An appeals court ruled “reciprocal” tariffs illegal (potential SCOTUS appeal); too early for a market move but headline risk remains.
At Jackson Hole, Chair Powell flagged rising risks to employment; markets price elevated odds of a Sept 17 Fed cut.
Key takeaways
USD: Resumed its downtrend in August on softer labor signals; medium-term dollar index seen modestly lower over 6–12 months (with uncertainty).
EUR: Supported by better growth data and reduced policy uncertainty.
GBP: A laggard as high inflation meets slow growth; Bank of England cautious after the August cut.
CNY: PBoC’s active daily operations reduce USD/CNY volatility and keep the pair near the USD’s broad trend.
AUD/NZD/CAD: Modest outperformance as worst-case global slowdown fears fade.
JPY: Range-bound now; modest strengthening bias if USD softens and BoJ nudges rates higher later.
Top pairs & pathfinders (levels from 1 Sept; 1–6M projections)
EUR/USD 1.1705 → 1.18 (1M) → 1.19 (6M). Consolidation likely gives way to a re-test of 1.1829 if the Fed cuts.
GBP/USD 1.3510 → 1.35 (1M) → 1.38 (6M). Upside relies on a softer USD; UK macro still a headwind.
USD/JPY 146.79 → 145.00 (3M) → 140.00 (6M). Low near-term BoJ hike odds keep USD as the main driver.
USD/CNY 7.1308 → 7.11 (3M) → 7.05 (6M), with PBoC dampening volatility; a Fed cut would help the drift lower.
AUD/USD 0.6543 → 0.6650 (3M) → 0.6700 (6M). Supported by improving domestic data and a softer USD.
USD/CAD 1.3733 → 1.35 (3M) → 1.34 (6M).
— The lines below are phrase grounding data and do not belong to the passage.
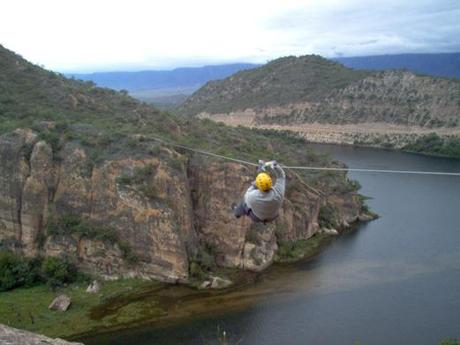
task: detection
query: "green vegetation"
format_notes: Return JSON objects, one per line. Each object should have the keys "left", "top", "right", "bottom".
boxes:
{"left": 180, "top": 55, "right": 370, "bottom": 114}
{"left": 403, "top": 133, "right": 460, "bottom": 159}
{"left": 274, "top": 233, "right": 330, "bottom": 263}
{"left": 318, "top": 204, "right": 340, "bottom": 229}
{"left": 46, "top": 214, "right": 138, "bottom": 264}
{"left": 189, "top": 245, "right": 216, "bottom": 281}
{"left": 0, "top": 251, "right": 41, "bottom": 291}
{"left": 41, "top": 257, "right": 79, "bottom": 289}
{"left": 116, "top": 163, "right": 159, "bottom": 199}
{"left": 47, "top": 214, "right": 117, "bottom": 242}
{"left": 440, "top": 339, "right": 460, "bottom": 345}
{"left": 0, "top": 278, "right": 159, "bottom": 338}
{"left": 0, "top": 250, "right": 81, "bottom": 291}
Modest CAD outperformance in a soft-landing narrative.
USD/MXN 18.64 with risks to 18.50 near-term and 18.00 on a 6M view as fundamentals improve.
Dates to watch (September)
ECB – Sept 11 (cut odds negligible).
Fed – Sept 17 (markets price a cut; labor-market risks in focus).
BoE – Sept 18 (no cut firmly priced; UK inflation still elevated).
BoJ – Sept 19 (low hike odds).
What this means for senders & businesses
USD weakness bias: Consider timing USD-sell flows around the Sept 17 Fed decision if a cut is delivered as priced.
EUR resilience: Dips may find support amid improved Eurozone momentum.
Operational watch-outs: The end of US “de minimis” could add landed-cost friction for small parcels; review pricing and thresholds with logistics partners.
The content within this blog post is not intended for use as financial advice. This content is for informational purposes only.